While prepping the film, Chandor and his cinematographer Bradford Young went off and did their own research, some 15 of the 40 images each selected were, he says, “identical”. “Graffiti art was a massive part of this, artists were using any canvas they could, for any cry of help or injustice.”

As well as working with some of the original artists, digital technology meant they could just add graffiti onto scenes in post-production. “We could find this guy, option their work and superimpose it into blank canvases we had. We had a perfectly shiny new New York and then superimpose graffiti [on it].

“We all got a little silly,” he adds, “we started graffiti-ing things and superimposing our tags.”

The film is as much a homage to films of the 1970s as it is a homage to 1981 graffiti, informed also by older gangster films set in the city. “I’m playing off 1930s gangster films that were reinvented in the 1970s… a lot of tropes were reinvented in the 1970s. I’m playing 1930s gangster films, Sidney Lumet-style social justice, playing off the memories of those films a bit.”

Chandor was keen to avoid pastiche in his search for authenticity, aiming for the proper colour palette of the period (“browns and maroons” he says), while also getting other details right, such as bricked up windows. Sorry, what? we venture. Bricked up windows?

“Frankly in New York heating oil was expensive,” he notes, “which is why this guy is making money. People couldn’t afford big windows, so they had to brick up the windows.”

It looks a treat on Blu-ray as it did at cinemas. The release also gives a wider audience a chance to see the film. It arguably got lost in the awards season rush, with a notoriously packed schedule making it hard to make itself heard among other Oscar friendly films. That it was ignored by many awards ceremonies in terms of not just gongs but nominations must rankle.

But Chandor is nothing if not philosophical. After getting a nod for his debut, Margin Call, about stockbrokers and the financial crash (his dad was one), his sophomore film, All Is Lost, featuring a virtuoso performance from Robert Redford, was ignored after the star refused to do a performing monkey routine to get the nods. “He didn’t really want to go out and lobby for it, shaking hands,” explains Chandor. “I’d probably have loved him for it, would have made my life easier, but Robert Redford is the reason that movie works.

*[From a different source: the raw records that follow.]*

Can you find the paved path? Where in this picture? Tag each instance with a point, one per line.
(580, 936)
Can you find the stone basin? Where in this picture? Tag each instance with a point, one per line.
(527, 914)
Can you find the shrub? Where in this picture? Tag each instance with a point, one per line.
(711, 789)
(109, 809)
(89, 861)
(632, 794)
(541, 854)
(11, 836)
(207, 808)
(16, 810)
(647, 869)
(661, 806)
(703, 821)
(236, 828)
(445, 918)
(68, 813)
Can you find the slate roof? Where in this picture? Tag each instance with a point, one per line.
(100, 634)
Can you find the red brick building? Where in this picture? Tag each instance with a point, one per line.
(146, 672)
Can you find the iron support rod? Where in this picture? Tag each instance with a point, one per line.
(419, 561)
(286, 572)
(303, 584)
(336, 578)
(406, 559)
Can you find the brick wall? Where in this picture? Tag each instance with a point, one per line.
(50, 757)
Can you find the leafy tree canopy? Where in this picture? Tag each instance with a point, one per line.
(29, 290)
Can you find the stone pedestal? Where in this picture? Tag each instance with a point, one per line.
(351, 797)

“The movie gets to live on whether it gets nominated or not. I look back at my favourite films, majority didn’t [win awards]. So while he feels sorry for Chastain and Isaac, both unfairly ignored he knows that, as he states, he worked with great actors who improved the film.

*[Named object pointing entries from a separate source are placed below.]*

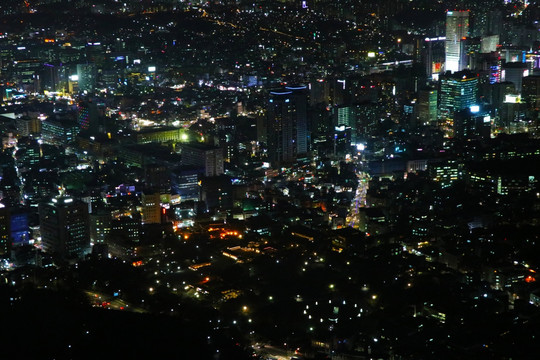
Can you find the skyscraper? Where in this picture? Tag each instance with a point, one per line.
(458, 91)
(64, 225)
(287, 135)
(457, 29)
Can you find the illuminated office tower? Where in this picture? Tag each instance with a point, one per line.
(458, 91)
(287, 135)
(5, 242)
(64, 225)
(427, 106)
(87, 75)
(457, 29)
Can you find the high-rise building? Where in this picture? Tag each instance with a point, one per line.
(458, 91)
(531, 92)
(86, 77)
(287, 133)
(472, 124)
(5, 243)
(427, 106)
(208, 158)
(151, 208)
(64, 226)
(457, 29)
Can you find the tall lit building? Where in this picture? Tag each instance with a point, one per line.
(457, 29)
(427, 106)
(458, 91)
(87, 75)
(5, 243)
(151, 208)
(287, 134)
(64, 226)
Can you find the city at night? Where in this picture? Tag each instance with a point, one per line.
(270, 180)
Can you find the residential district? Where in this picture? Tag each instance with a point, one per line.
(270, 179)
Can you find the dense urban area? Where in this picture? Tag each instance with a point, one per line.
(290, 179)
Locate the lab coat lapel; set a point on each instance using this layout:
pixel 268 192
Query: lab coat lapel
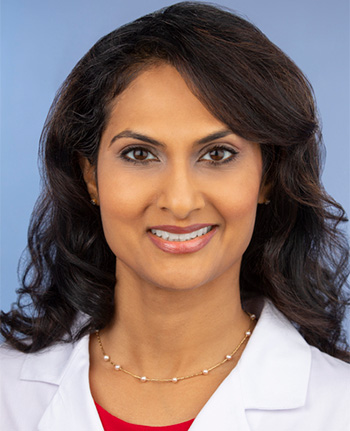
pixel 225 409
pixel 72 407
pixel 272 374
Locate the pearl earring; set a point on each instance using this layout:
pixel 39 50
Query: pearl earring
pixel 93 202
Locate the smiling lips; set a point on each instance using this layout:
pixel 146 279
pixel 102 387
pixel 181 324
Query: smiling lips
pixel 178 240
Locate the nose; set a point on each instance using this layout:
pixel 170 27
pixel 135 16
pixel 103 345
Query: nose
pixel 180 194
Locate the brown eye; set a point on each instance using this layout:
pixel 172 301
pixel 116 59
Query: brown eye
pixel 219 155
pixel 140 154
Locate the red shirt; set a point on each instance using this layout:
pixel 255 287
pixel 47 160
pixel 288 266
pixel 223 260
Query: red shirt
pixel 111 423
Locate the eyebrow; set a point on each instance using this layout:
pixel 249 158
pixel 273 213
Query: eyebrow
pixel 144 138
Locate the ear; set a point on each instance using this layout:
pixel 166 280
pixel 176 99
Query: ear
pixel 264 193
pixel 89 174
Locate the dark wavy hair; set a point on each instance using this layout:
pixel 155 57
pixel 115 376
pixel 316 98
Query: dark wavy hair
pixel 298 257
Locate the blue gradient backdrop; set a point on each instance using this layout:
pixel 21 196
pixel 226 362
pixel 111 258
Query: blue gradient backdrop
pixel 41 41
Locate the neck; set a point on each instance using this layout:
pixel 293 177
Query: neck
pixel 165 332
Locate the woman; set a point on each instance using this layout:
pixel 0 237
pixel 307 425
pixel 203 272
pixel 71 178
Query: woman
pixel 186 268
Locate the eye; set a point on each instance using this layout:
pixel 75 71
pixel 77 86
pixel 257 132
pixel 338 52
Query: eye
pixel 138 155
pixel 219 155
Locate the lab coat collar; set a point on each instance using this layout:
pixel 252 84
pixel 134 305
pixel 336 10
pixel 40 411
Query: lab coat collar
pixel 72 406
pixel 272 374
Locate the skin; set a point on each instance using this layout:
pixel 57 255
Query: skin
pixel 176 314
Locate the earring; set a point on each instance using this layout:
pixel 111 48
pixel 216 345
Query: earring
pixel 93 202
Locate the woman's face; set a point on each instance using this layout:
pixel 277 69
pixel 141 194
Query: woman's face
pixel 167 171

But, as our conversation draws to a close having run over its allotted time, it’s time to return to New York and 1981. The city is now a completely different place from 1981 (I went six years or so either side of 1981 and the difference from 1975 to 1987 was incredible, now it’s an entirely different proposition). Has it changed for better or worse?

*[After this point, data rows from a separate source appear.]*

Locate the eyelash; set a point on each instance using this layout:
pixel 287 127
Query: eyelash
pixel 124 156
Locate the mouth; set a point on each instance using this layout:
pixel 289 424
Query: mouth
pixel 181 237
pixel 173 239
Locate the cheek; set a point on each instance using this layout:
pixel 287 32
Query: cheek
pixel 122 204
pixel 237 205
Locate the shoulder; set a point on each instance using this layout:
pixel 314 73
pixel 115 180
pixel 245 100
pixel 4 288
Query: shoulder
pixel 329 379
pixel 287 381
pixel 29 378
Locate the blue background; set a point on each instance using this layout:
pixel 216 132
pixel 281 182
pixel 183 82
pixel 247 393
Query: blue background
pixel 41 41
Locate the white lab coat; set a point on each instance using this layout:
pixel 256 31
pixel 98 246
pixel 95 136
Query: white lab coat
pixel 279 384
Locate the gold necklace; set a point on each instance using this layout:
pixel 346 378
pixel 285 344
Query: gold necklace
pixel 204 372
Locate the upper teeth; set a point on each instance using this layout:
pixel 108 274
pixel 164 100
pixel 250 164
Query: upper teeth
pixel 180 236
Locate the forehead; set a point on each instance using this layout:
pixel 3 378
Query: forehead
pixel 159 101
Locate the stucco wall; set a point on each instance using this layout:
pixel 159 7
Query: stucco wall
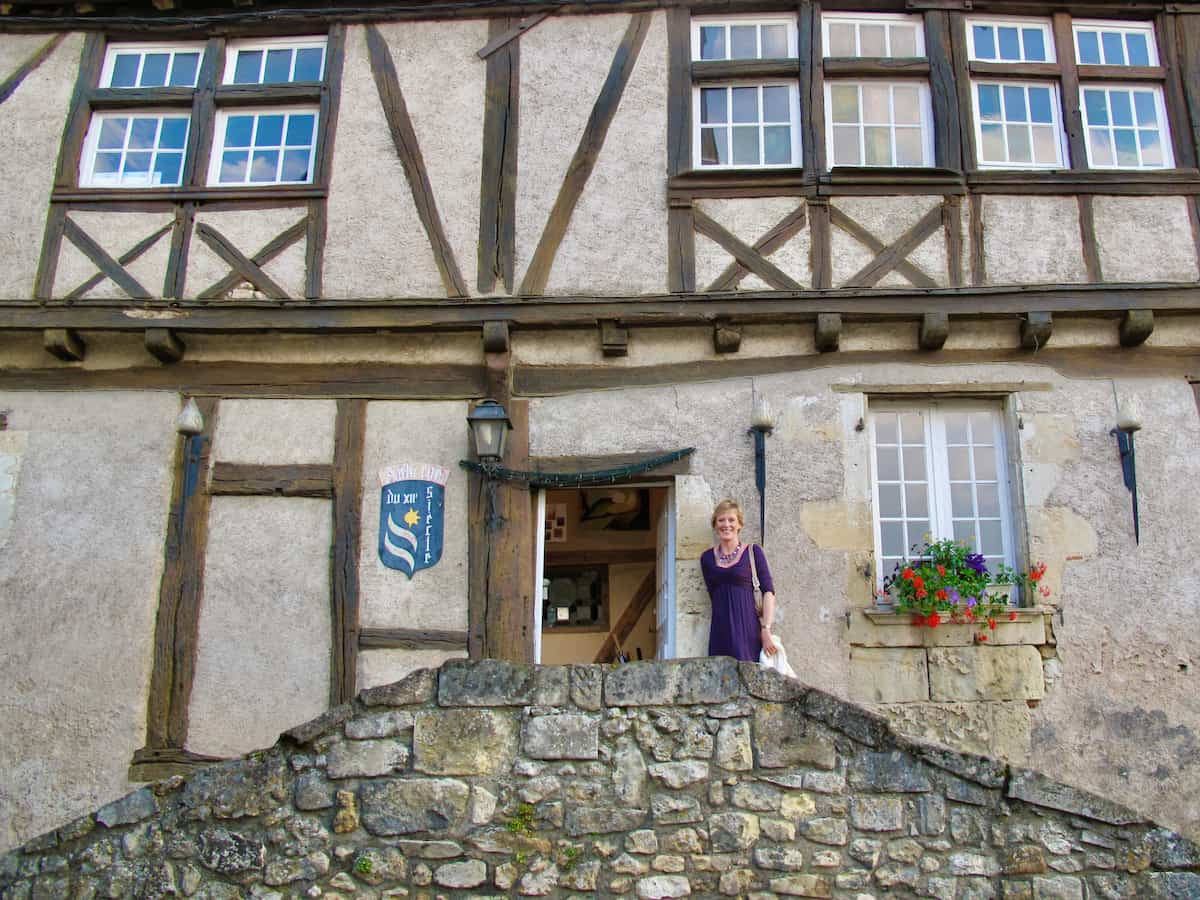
pixel 89 486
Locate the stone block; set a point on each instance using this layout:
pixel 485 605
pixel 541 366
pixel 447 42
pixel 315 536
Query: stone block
pixel 985 673
pixel 786 737
pixel 463 742
pixel 408 807
pixel 888 676
pixel 562 737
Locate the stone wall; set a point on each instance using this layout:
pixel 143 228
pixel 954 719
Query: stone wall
pixel 658 780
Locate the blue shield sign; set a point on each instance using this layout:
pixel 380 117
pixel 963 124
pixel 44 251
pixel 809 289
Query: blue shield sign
pixel 412 516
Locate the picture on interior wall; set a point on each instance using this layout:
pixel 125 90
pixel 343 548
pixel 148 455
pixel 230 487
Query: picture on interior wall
pixel 616 509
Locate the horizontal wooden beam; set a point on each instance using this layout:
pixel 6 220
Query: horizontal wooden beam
pixel 409 639
pixel 243 480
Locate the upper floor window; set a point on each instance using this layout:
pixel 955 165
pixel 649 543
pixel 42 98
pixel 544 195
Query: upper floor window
pixel 144 141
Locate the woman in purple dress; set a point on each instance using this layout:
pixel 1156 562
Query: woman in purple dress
pixel 737 630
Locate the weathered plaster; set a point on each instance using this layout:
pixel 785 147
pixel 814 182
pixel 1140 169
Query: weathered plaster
pixel 1012 258
pixel 30 132
pixel 749 220
pixel 275 432
pixel 78 592
pixel 436 598
pixel 624 203
pixel 1145 239
pixel 117 233
pixel 249 231
pixel 263 653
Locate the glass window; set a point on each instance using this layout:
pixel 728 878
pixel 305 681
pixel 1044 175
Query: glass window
pixel 939 472
pixel 141 149
pixel 1009 41
pixel 264 147
pixel 1018 125
pixel 873 35
pixel 748 125
pixel 1115 43
pixel 879 124
pixel 281 61
pixel 1126 127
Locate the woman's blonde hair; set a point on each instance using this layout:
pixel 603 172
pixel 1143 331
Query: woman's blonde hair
pixel 727 505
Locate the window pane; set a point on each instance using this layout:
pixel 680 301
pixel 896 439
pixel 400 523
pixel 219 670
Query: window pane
pixel 916 501
pixel 777 144
pixel 239 130
pixel 279 66
pixel 1089 48
pixel 1138 48
pixel 887 463
pixel 184 69
pixel 1114 48
pixel 713 107
pixel 745 105
pixel 309 64
pixel 985 41
pixel 154 70
pixel 745 145
pixel 233 167
pixel 743 41
pixel 712 42
pixel 125 70
pixel 889 501
pixel 845 102
pixel 247 66
pixel 1035 45
pixel 841 40
pixel 1009 43
pixel 873 40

“From a safety standpoint it has,” he notes. “It’s very easy to look back with rose-coloured glasses. My father came into New York every day, if we went to to visit him, it was in a very safe way. 

We’d go to to a very specific place because others weren’t safe.

“It’s certainly easy to gloss that over. But New York, and four or five other cities, have become global places for capital, with such a concentration of it. The city has a problem. The barrier for entry is too high. The city can’t just become this ghost city of apartments that no one lives in. It’s certainly challenged itself with that now. It should be a place of commerce and a place of ideas coming together. We need to try and make this place [happen],

Although, as he concludes, “New York is still fantastic.”


• A Most Violent Year is out now in the UK on DVD and the Blu-ray they have these days.